The Massachusetts Museum of Contemporary Art (MASS MoCA) in North Adams recently hosted yet another successful event in its ongoing series of ethnically-themed dance parties. The intriguingly named “Whirling Dervish Dance Party” followed in the vein of previous events organized around Haitian, Indian, Merengue, Latin, and Salsa musical stylings.

This party was similar to its predecessors in that the evening was integrated with a complete program, in this case MASS MoCA’s New Voices of Islam Weekend, which included readings, forums, film, artwork, and cuisine. It was also extremely family-oriented and enticing to several demographics of attendees. At these parties, you will see children as young as four and grandparents, patchouli-scented hippies and golf-shirted businessmen, black-sheathed Goths and hip-hop thug wannabes, “interpretive dance” free spirits and college professors. Yes, MASS MoCA is near Williams College and the Massachusetts College of Liberal Arts, but the student types are consistently outnumbered by at least 3 to 1 at these events. It is difficult to determine if this population of culture investigators is remarkable for New England, but there probably aren’t evenings as exotic as this in other parts of rural Massachusetts.

The performance segment of the show opened with the hypnotic dances of the Whirling Dervishes—followers of a mystical Islamic order established seven centuries ago. Heads tilted to one side and bodies endlessly spinning at high speed, the rapt audience watched as the 3 dervishes seemed to almost float above the floor.

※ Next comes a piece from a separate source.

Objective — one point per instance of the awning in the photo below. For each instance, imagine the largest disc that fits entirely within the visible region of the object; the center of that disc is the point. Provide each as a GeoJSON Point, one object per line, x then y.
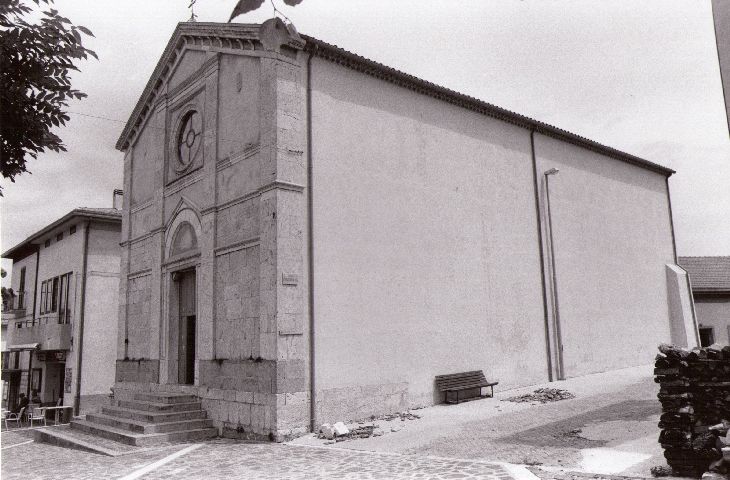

After several variations, the dervish group gave the stage to the Sufist devotional singing of Riffat Sultana and her accompanying musicians on guitar and tabla. During the last of Sultana’s songs, the “final” act of the night, DJ Cheb i Sabbah appeared and began providing backbeats and samples to accompany the rhythm of her songs. This San Francisco-based DJ has been performing for almost 40 years and has specialized in creating critically-acclaimed regionally-themed concept mixes and albums for at least a decade. With Sabbah’s central Asian fortified mix, the evening transformed into a full-on dance party.

What made this event even more special was that it was set up in the enormous quarter-mile-long Building 5 gallery, catered with central Asian food, outfitted with an enormous multimedia setup with slides and film of dervishes, and garnished with the paper remains of the exhibit that had previously inhabited the gallery. In some spots near the stage, the floor was almost knee-deep in letter-sized sheaves of paper. Revelers threw handfuls of the paper into the air and created gigantic piles to jump on or bury each other in—all the while dancing and spinning to the otherworldly music in an otherworldly space.